Boycott or not, the U.S.' top swimmers will still be taking part this summer in Olympic-level competition of sorts—by proxy. After the U.S. Olympic Committee voted to boycott the Moscow Games, swim officials canceled the Olympic Trials scheduled for last month in Austin, Texas and decided to choose an honorary Olympic team based on the results of the U.S. Outdoor Championships in Irvine, Calif. That meet then was moved up by two weeks, so that it now will begin July 29, two days after the final swimming event in Moscow. Swimmers in Irvine thus will have the winning Olympic times to shoot at and, if possible, to improve upon.

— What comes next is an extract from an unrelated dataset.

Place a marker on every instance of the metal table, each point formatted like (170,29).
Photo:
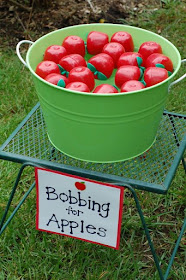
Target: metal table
(153,171)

By way of motivating them to do exactly that, some U.S. coaches have been invoking the case of Jonty Skinner, a University of Alabama sprinter who had to sit out the 1976 Games because he was a native of South Africa, a country barred from Olympic competition. Skinner watched on TV as Jim Montgomery of the U.S. won the gold medal in the 100-meter freestyle in Montreal in a world-record 49.99, then eclipsed Montgomery's performance two weeks later at the AAU nationals in Philadelphia with a stunning 49.44, still the world record. Skinner pointedly called the Philadelphia meet "my personal Olympics."
But the Skinner precedent is an imperfect one. Now an assistant coach at Alabama, Skinner notes that while he had long since resigned himself to missing the Olympics—and had begun gearing himself to the Philadelphia meet more than a year in advance—the boycott came as a jolt to American athletes. "I knew I was never going to get the chance to compete in the Olympics, and a lot of my career was pointed to other goals," he says. "But with the boycott, the athletes' incentive, drive and sacrifice have been taken away from them, and it's very difficult to compensate for their dreams in another meet."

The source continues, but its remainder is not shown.